Sebastian Paris Horvitz, of La Banque Postale Asset Management, notes that “the job market situation remains very tense, which is reflected in the continued increase in the average hourly wage. Two things must be remembered, on the one hand, the American economy continues to expand and is not yet very close to a recession and, on the other hand, these figures should confirm the Fed in its policy of rapid short-term rate hikes, including in particular a new up 75 bps at the next monetary policy meeting on July 26-27.”

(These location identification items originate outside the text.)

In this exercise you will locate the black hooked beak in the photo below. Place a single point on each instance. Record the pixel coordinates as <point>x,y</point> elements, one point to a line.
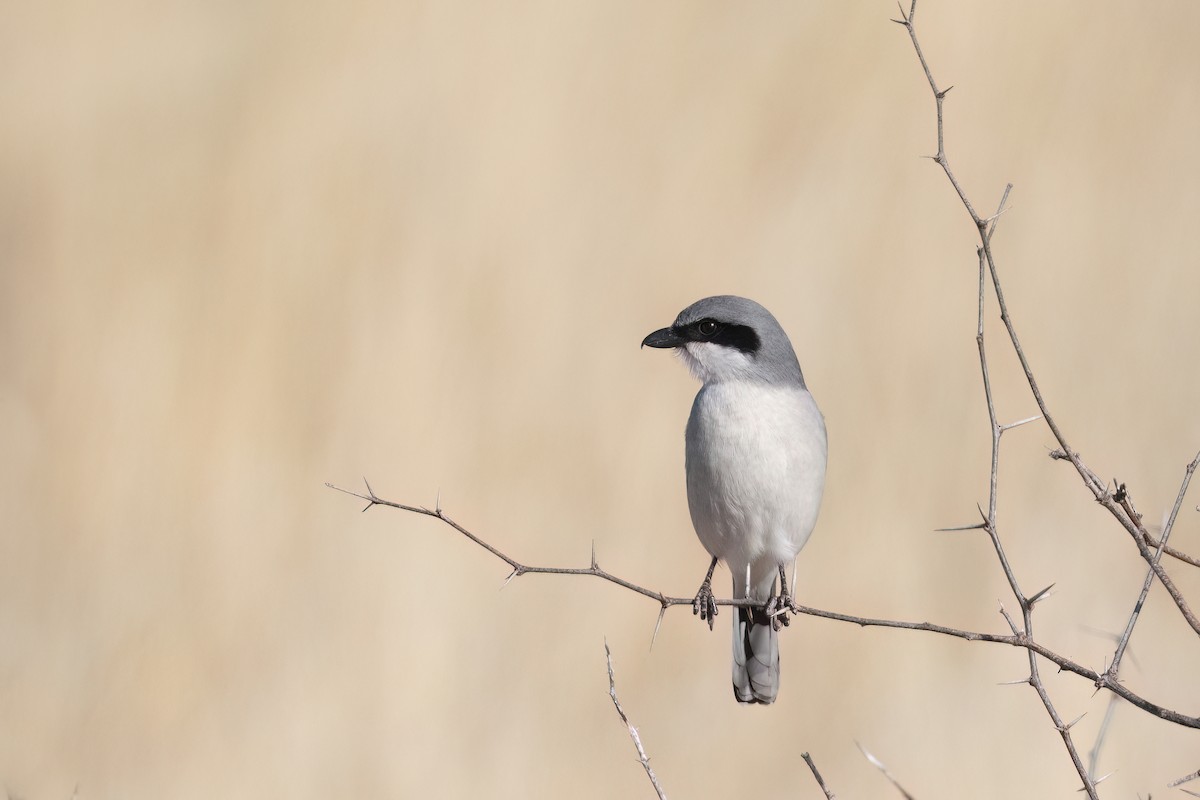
<point>666,337</point>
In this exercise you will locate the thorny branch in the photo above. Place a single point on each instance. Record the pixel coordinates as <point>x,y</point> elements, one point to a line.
<point>633,732</point>
<point>666,601</point>
<point>1117,503</point>
<point>1121,507</point>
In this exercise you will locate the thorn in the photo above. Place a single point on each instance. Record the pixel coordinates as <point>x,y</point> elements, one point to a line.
<point>1019,422</point>
<point>1039,595</point>
<point>1008,619</point>
<point>978,525</point>
<point>658,624</point>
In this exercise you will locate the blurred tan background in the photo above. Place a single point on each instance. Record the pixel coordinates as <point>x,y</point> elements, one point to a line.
<point>247,248</point>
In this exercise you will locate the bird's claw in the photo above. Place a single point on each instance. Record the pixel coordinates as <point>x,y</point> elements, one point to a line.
<point>705,605</point>
<point>778,608</point>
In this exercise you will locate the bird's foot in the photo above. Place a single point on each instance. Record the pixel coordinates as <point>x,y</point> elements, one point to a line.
<point>778,607</point>
<point>705,603</point>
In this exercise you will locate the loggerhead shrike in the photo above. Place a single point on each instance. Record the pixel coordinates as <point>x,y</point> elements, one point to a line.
<point>755,457</point>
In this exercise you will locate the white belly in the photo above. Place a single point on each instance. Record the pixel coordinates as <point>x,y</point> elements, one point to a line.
<point>756,464</point>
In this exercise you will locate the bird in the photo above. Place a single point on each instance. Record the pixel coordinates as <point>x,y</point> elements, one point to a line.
<point>755,456</point>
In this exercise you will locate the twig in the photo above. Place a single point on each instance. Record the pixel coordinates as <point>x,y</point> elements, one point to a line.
<point>808,759</point>
<point>883,769</point>
<point>985,229</point>
<point>1114,668</point>
<point>665,601</point>
<point>1093,756</point>
<point>1183,780</point>
<point>633,732</point>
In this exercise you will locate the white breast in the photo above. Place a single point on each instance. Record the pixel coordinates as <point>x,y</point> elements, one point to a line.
<point>756,463</point>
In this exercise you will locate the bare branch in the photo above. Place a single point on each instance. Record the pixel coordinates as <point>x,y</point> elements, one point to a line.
<point>1183,780</point>
<point>1093,756</point>
<point>877,764</point>
<point>1114,668</point>
<point>808,759</point>
<point>633,732</point>
<point>665,601</point>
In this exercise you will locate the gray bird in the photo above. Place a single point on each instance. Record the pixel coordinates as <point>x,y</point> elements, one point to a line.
<point>755,458</point>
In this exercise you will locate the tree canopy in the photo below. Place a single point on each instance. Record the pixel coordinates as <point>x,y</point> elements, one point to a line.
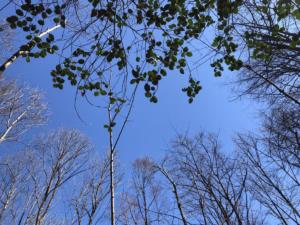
<point>142,41</point>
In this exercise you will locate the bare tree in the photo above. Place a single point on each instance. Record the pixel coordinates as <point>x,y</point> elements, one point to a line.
<point>269,48</point>
<point>89,204</point>
<point>47,165</point>
<point>21,108</point>
<point>272,159</point>
<point>209,187</point>
<point>144,202</point>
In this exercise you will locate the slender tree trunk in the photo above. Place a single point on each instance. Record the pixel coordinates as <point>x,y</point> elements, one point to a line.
<point>111,168</point>
<point>112,188</point>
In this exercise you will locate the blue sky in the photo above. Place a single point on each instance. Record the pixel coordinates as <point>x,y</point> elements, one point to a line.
<point>151,126</point>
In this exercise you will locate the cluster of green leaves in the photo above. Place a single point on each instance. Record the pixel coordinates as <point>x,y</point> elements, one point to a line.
<point>31,18</point>
<point>175,24</point>
<point>163,28</point>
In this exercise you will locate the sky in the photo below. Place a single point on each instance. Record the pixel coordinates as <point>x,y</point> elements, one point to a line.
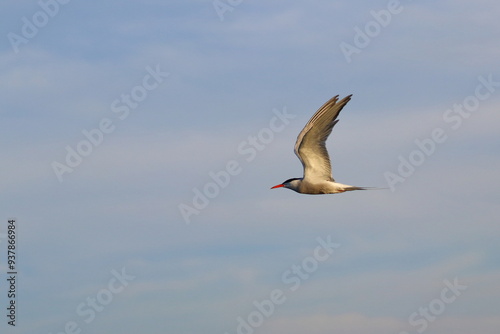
<point>140,140</point>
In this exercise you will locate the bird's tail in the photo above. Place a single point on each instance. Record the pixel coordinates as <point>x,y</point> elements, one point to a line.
<point>351,188</point>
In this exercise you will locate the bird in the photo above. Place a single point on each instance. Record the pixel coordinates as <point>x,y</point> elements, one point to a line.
<point>311,150</point>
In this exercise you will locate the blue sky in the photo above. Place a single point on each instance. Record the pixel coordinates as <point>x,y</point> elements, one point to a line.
<point>154,98</point>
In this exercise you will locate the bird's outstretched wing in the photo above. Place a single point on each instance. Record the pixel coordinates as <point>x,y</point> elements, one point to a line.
<point>310,145</point>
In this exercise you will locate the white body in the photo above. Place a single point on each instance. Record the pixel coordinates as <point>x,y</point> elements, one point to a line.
<point>311,150</point>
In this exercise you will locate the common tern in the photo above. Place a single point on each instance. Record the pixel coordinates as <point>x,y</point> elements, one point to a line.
<point>311,150</point>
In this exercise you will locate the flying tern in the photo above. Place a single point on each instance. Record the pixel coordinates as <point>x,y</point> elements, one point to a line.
<point>311,150</point>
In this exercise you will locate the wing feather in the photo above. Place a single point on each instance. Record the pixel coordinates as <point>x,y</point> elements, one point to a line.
<point>310,146</point>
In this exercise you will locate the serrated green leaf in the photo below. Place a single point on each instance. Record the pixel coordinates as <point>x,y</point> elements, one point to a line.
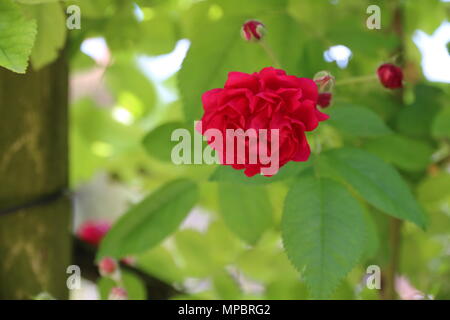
<point>376,181</point>
<point>323,232</point>
<point>441,124</point>
<point>17,36</point>
<point>51,37</point>
<point>151,220</point>
<point>357,121</point>
<point>246,210</point>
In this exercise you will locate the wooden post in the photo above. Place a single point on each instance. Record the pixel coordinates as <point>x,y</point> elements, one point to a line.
<point>35,246</point>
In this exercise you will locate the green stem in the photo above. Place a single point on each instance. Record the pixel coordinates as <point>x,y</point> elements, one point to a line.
<point>355,80</point>
<point>270,53</point>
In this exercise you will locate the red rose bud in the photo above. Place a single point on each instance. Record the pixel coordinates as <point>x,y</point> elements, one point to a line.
<point>93,231</point>
<point>129,261</point>
<point>324,99</point>
<point>324,81</point>
<point>118,293</point>
<point>390,76</point>
<point>252,30</point>
<point>107,267</point>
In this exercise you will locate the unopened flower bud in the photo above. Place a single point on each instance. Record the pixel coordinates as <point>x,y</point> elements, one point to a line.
<point>324,81</point>
<point>324,99</point>
<point>253,30</point>
<point>118,293</point>
<point>129,261</point>
<point>108,267</point>
<point>93,231</point>
<point>390,76</point>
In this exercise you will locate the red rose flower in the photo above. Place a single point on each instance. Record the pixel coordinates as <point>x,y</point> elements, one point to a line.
<point>107,266</point>
<point>93,231</point>
<point>252,30</point>
<point>268,99</point>
<point>390,76</point>
<point>324,99</point>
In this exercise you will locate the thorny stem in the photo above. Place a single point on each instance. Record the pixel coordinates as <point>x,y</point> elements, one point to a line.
<point>270,53</point>
<point>354,80</point>
<point>395,225</point>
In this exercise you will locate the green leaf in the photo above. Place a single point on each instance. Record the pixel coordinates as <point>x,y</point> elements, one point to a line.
<point>376,181</point>
<point>357,121</point>
<point>246,210</point>
<point>51,24</point>
<point>405,153</point>
<point>228,174</point>
<point>323,232</point>
<point>217,48</point>
<point>158,142</point>
<point>416,120</point>
<point>150,221</point>
<point>17,37</point>
<point>441,124</point>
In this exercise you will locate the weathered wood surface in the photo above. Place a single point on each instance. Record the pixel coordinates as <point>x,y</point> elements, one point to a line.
<point>35,245</point>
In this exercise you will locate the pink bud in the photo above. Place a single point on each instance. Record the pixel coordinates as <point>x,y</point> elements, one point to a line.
<point>118,293</point>
<point>252,30</point>
<point>324,81</point>
<point>390,76</point>
<point>108,267</point>
<point>93,231</point>
<point>324,99</point>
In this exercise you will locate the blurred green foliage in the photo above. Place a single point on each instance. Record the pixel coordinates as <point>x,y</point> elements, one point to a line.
<point>375,157</point>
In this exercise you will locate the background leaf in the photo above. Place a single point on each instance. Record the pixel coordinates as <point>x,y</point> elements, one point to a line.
<point>357,121</point>
<point>246,210</point>
<point>377,182</point>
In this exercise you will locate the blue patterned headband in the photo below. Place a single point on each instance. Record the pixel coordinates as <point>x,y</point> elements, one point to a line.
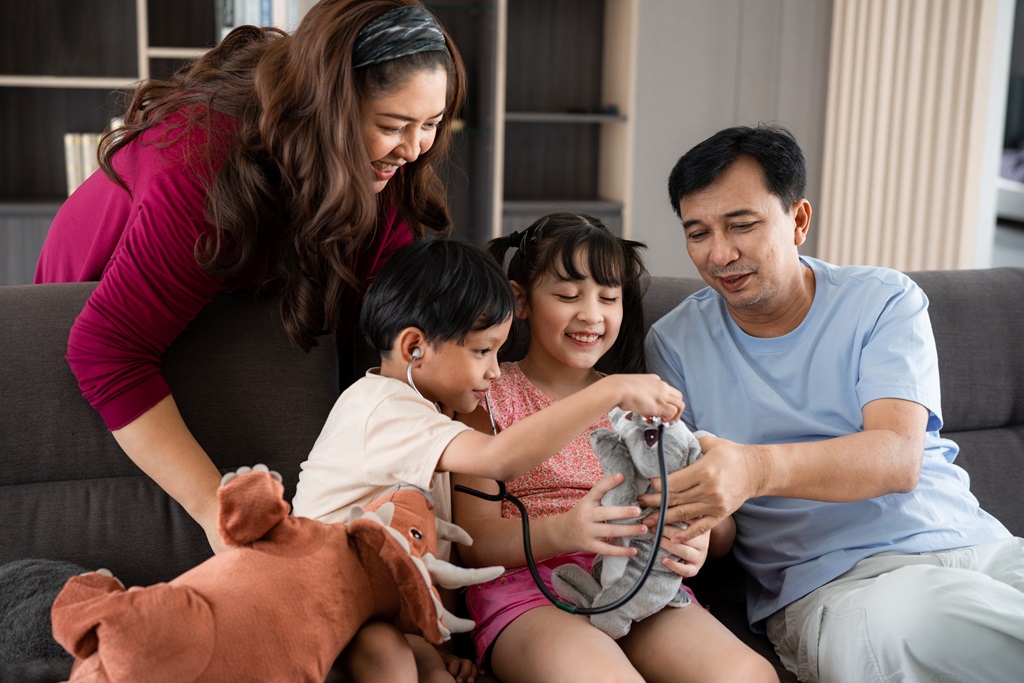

If this Monday, the statistical menu is relatively poor, it will not be the same for the rest of the week with, among other important benchmarks, that is to say able to cause, if necessary, deviations on the currency pair: the ZEW index of confidence in the German economy tomorrow, the consumer price index in the United States on Wednesday, the producer price index in the United States on Thursday, retail sales and US consumer confidence (U-Mich) in preliminary data on Friday.

At midday on the foreign exchange market, the Euro was trading against $1.0110 about.

KEY GRAPHIC ELEMENTS

the spot is breaking a fragile neck line from a pattern chartist, which sends a clear bearish message. Our immediate objective is to achieve, in growing volatility, the perfect parity, namely one euro for one dollar. If necessary and in the long term, a powerful rebound could take shape. The bearish entry point is no longer ideal. A strong Euro rebound is counter-intuitively imminent. When the time comes, the 50-day long moving average (in orange) will serve as our target.

MEDIUM TERM FORECAST

In view of the key graphic factors that we have mentioned, our opinion is neutral in the medium term on the Euro Dollar (EURUSD).

We will keep this neutral opinion as long as the Euro Dollar (EURUSD) parity prices are positioned between the support at 1.0000 USD and the resistance at 1.0250 USD.